The Math Behind the Chaos
April 2026 – bigsnarfdude
This is the formula walkthrough for Chaos Takes the Wheel. Every derivation, step by step. If you want the version without math, read Why AI Swarms Agree on Half-Truths instead.
Companion notebook: Chaos_Takes_The_Wheel.ipynb (runs in Colab/Kaggle/Jupyter)
Part 1: The Influence Graph
Before we touch attention math, we need to establish why the chaos agent’s message gets read at all.
In our RRMA framework, agents share state via files on a blackboard. The protocol requires every agent to read telemetry files and the main blackboard. Whoever writes first sets the context for everyone.
Influence ratio for agent $i$:
\[r_i = \frac{\text{out\_degree}_i}{\text{out\_degree}_i + \text{in\_degree}_i}\]An agent that only broadcasts ($r = 1.0$) is a pure source. An agent that only receives ($r = 0.0$) is a pure sink.
Run h3: Actual data from events.jsonl
Agent | Out | In | Influence Ratio | Role
------------------------------------------------------------
Agent 0 | 0 | 3 | 0.0000 | honest
Agent 1 | 0 | 6 | 0.0000 | honest
Agent 2 | 3 | 3 | 0.5000 | honest
Agent 3 | 10 | 1 | 0.9091 | CHAOS <<<
Agent 3 controls 91% of all information flow.
How Agent 3 got 10 out-edges with only 5 writes
Agent 3 was first to create the three telemetry files. The protocol then forced all three peers to read them.
| Write | File | Readers | Edges |
|---|---|---|---|
| 1 | LEARNINGS.md |
Agent 0, 1, 2 | 3 |
| 2 | MISTAKES.md |
Agent 0, 1, 2 | 3 |
| 3 | DESIRES.md |
Agent 0, 1, 2 | 3 |
| 4-5 | blackboard.md (2 edits) |
Agent 1 | 1 |
| Total out-edges: | 10 |
Agent 3’s single in-edge: it read blackboard.md after Agent 2 edited it.
This is a race condition, not persuasion.
Part 2: Softmax from First Principles
Every transformer computes attention using:
\[\text{Attention}(Q,K,V) = \text{softmax}\!\left(\frac{QK^T}{\sqrt{d_k}}\right)V\]We care about the softmax part. Given a vector of raw logits $\mathbf{z} = [z_1, z_2, \ldots, z_N]$:
\[\text{softmax}(z_i) = \frac{e^{z_i}}{\sum_{j=1}^{N} e^{z_j}}\]Key property: The outputs always sum to exactly 1.0. Attention is zero-sum – one pie, sliced $N$ ways.
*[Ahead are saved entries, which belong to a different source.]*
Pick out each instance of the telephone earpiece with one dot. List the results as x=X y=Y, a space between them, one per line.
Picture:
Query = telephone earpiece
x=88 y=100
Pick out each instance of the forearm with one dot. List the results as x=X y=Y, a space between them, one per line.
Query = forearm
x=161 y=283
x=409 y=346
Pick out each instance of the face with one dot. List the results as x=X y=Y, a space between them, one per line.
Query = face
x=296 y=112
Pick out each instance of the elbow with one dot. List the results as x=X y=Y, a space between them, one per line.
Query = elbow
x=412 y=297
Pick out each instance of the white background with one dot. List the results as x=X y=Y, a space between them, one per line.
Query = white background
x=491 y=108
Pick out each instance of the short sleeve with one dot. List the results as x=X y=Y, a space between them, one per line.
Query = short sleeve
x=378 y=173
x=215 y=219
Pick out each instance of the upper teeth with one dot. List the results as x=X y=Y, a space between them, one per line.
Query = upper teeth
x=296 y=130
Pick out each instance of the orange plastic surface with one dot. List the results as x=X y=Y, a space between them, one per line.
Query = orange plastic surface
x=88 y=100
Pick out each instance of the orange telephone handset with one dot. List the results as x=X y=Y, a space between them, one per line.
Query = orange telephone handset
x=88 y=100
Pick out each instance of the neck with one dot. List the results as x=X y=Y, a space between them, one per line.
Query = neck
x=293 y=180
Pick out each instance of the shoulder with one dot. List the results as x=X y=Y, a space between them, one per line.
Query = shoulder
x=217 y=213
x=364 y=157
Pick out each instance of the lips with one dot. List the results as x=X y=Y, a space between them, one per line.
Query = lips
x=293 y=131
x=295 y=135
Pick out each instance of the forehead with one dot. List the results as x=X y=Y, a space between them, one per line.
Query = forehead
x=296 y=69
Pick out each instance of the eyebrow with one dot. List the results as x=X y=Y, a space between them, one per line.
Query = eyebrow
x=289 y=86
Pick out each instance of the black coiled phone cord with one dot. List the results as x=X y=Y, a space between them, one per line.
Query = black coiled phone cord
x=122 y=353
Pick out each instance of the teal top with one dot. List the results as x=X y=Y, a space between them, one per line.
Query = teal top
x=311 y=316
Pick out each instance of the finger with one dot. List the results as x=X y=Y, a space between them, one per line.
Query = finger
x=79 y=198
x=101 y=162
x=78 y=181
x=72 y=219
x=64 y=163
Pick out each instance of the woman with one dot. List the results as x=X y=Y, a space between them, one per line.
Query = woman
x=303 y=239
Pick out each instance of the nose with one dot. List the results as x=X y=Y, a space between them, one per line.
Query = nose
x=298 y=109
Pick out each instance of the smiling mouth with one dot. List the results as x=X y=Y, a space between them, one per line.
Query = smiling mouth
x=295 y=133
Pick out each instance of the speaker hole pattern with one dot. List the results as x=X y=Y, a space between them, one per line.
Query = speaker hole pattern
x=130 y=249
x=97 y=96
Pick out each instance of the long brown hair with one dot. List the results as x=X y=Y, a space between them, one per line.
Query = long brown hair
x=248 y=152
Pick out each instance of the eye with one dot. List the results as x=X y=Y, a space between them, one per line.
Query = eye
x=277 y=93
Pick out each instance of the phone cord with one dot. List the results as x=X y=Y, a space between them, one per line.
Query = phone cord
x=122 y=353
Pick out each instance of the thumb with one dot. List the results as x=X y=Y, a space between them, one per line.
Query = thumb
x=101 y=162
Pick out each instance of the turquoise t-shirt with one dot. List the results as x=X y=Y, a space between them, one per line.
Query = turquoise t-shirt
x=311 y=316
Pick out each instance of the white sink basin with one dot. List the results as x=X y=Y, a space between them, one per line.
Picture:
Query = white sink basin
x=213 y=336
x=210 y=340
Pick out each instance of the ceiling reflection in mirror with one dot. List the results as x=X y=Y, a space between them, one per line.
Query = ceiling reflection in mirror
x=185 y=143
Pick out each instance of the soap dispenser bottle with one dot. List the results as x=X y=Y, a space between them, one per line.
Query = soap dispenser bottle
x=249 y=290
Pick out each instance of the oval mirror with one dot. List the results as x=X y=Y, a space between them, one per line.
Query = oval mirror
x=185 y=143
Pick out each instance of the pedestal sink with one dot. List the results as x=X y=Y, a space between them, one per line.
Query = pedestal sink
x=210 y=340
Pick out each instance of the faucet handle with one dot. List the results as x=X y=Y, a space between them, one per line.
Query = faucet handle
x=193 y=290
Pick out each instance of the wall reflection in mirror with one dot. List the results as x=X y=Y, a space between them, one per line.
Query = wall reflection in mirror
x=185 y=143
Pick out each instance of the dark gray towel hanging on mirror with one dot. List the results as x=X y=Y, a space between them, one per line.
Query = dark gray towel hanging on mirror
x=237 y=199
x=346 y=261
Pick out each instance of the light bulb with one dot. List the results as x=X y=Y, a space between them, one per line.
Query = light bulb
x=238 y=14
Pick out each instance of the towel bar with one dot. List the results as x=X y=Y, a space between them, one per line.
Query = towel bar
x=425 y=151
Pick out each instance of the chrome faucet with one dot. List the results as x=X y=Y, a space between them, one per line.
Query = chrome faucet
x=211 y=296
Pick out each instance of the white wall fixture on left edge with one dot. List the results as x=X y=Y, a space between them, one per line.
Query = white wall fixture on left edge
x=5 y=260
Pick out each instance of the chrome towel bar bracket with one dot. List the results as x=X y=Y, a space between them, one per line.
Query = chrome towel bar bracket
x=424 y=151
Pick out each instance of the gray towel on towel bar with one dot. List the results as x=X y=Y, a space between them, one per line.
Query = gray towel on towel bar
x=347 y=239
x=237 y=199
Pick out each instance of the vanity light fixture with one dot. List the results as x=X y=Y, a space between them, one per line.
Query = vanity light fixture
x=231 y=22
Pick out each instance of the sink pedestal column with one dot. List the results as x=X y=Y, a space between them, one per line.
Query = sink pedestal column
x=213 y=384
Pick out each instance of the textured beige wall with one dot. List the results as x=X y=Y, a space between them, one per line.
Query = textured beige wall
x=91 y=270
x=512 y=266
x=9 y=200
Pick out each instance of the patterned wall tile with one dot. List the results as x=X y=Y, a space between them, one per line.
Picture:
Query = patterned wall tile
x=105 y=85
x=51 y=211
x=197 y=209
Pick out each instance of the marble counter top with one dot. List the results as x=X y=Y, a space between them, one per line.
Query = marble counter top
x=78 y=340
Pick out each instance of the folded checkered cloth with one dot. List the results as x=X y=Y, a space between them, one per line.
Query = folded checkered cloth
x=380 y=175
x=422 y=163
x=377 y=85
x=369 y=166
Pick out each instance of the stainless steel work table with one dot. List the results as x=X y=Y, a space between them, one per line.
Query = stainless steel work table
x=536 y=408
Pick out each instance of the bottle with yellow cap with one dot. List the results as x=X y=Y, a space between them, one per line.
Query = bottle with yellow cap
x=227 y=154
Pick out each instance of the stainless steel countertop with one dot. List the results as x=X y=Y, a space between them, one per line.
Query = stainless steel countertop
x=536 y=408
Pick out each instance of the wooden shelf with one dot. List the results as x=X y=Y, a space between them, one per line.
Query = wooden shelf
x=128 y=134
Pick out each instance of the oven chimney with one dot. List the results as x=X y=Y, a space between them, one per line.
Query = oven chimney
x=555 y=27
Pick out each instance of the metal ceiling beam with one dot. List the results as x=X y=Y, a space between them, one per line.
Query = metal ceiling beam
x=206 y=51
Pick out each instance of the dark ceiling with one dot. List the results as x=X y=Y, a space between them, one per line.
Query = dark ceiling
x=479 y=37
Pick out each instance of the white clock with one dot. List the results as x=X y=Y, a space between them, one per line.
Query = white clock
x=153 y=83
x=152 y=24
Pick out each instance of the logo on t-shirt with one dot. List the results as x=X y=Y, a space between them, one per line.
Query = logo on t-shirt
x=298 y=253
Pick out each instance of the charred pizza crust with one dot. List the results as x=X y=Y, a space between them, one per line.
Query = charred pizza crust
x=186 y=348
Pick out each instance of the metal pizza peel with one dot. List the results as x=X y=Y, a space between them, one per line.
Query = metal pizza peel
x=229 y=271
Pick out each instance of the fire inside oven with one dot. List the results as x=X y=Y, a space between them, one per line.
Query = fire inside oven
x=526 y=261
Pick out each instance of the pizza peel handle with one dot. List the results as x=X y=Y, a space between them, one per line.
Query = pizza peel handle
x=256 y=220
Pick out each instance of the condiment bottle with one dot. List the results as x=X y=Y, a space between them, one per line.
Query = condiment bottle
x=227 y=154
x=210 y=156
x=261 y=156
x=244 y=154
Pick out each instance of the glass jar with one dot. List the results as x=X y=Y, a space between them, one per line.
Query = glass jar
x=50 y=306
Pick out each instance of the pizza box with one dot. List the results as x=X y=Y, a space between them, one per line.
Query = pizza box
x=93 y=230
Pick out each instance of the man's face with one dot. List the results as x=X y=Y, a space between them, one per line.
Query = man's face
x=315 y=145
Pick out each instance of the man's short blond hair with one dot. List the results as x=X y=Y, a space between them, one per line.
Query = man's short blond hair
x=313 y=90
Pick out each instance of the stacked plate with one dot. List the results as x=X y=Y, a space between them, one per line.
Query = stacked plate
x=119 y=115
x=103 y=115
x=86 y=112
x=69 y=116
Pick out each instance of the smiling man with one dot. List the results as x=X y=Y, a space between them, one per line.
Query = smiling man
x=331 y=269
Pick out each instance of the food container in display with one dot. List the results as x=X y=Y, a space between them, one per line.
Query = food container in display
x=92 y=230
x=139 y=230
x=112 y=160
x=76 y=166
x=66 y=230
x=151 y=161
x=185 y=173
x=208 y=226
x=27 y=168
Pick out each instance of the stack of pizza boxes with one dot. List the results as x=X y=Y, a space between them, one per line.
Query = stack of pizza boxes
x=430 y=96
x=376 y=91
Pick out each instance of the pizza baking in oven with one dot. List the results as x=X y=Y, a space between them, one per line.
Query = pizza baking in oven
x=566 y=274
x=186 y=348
Healthy case: 10 tokens, similar logits
logits = [3.8, 4.0, 4.2, 3.9, 4.1, 3.7, 4.0, 3.8, 4.1, 3.9]
weights = softmax(logits)
max weight: 0.1270
min weight: 0.0770
ratio: 1.65x
All tokens get roughly equal attention (~10% each). The pie is shared fairly. The biggest token gets barely 1.6x the smallest.
Part 3: The Exponentiation Problem
Softmax doesn’t just normalize – it exponentiates first, then normalizes. Small additive differences in logits become multiplicative differences in attention.
The logit values below are illustrative – chosen to show the dynamics clearly, not measured from a specific attention head. The empirical validation uses SAE feature tracking across the full residual stream (see Chaos Takes the Wheel), which captures multi-layer, multi-head effects that a single-layer model cannot.
A valid token logit of $v = 4.0$ vs an injection logit of $g = 15.0$:
\[e^{4.0} = 54.6 \qquad \text{vs} \qquad e^{15.0} = 3{,}269{,}017.4\]Valid token logit: z_v = 4.0
Injection logit: z_g = 15.0
Raw ratio: 3.75x (less than 4x larger)
After exponentiation:
e^4.0 = 54.6
e^15.0 = 3,269,017.4
Exponential ratio: 59,874x
A 3.75x input gap becomes a 59,874x competition for attention.
This is the core vulnerability. The exponential in softmax is doing exactly what it’s supposed to do – amplifying differences to create sharper attention. The problem is that the same mechanism that makes attention useful makes it exploitable.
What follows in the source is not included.